Background: Surgical patients present with a wide variety of body sizes and blood volumes, have large differences in baseline volume status, and may exhibit significant differences in cardiac function. Any closed-loop fluid administration system must be robust against these differences. In the current study, we tested the stability and robustness of the closed-loop fluid administration system against the confounders of body size, starting volume status, and cardiac contractility using control engineering methodology.
Methods: Using an independently developed previously published hemodynamic simulation model that includes blood volumes and cardiac contractility, we ran a Monte-Carlo simulation series with variation in starting blood volume and body weight (phase 1, weight 35-100 kg), and starting blood volume and cardiac contractility (phase 2, contractility from 1500 [severe heart failure] to 6000 [hyperdynamic]). The performance of the controller in resuscitating to the target set point was evaluated in terms of milliliters of blood volume error from optimal, with <250 mL of error defined as "successful."
Results: One thousand simulations were run for each of the 2 phases of the study.

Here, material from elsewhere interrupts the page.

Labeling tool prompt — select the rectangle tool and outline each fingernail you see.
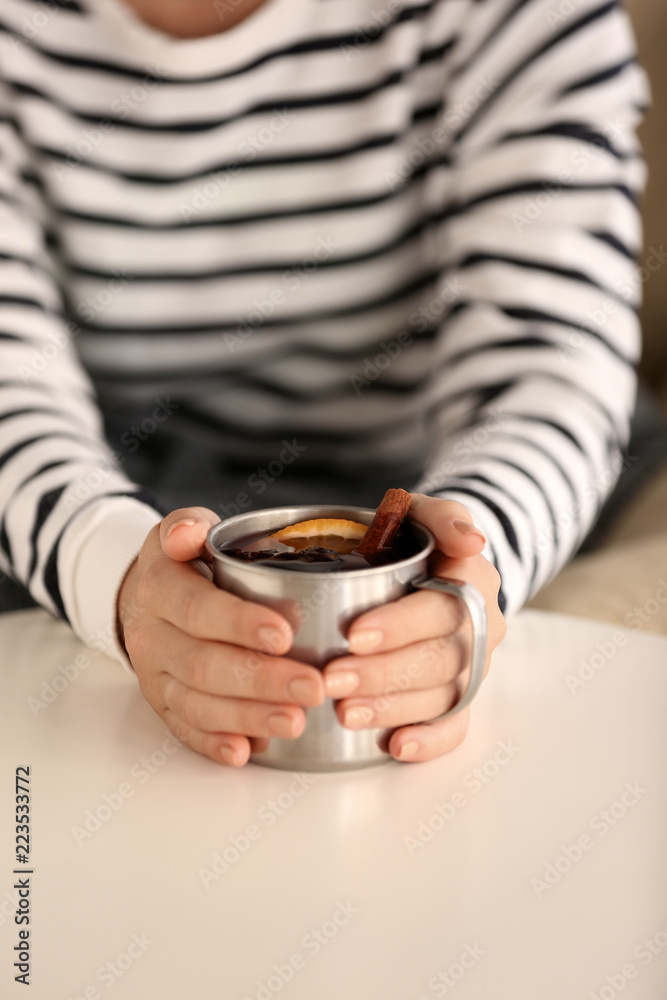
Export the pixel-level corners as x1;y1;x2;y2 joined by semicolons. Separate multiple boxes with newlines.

The phase 1 mean blood volume error ± SD from optimal was 25 ± 59 mL. The phase 2 mean blood volume error from optimal was -60 ± 89 mL. The lower 95% Clopper-Pearson binomial confidence interval for resuscitation to within 250 mL of optimal blood volume for phase 1 and 2 was 99.6% and 97.1%, respectively.
Conclusion: The results indicate that the controller is highly effective in targeting optimal blood and stroke volumes, regardless of weight, contractility or starting blood volume.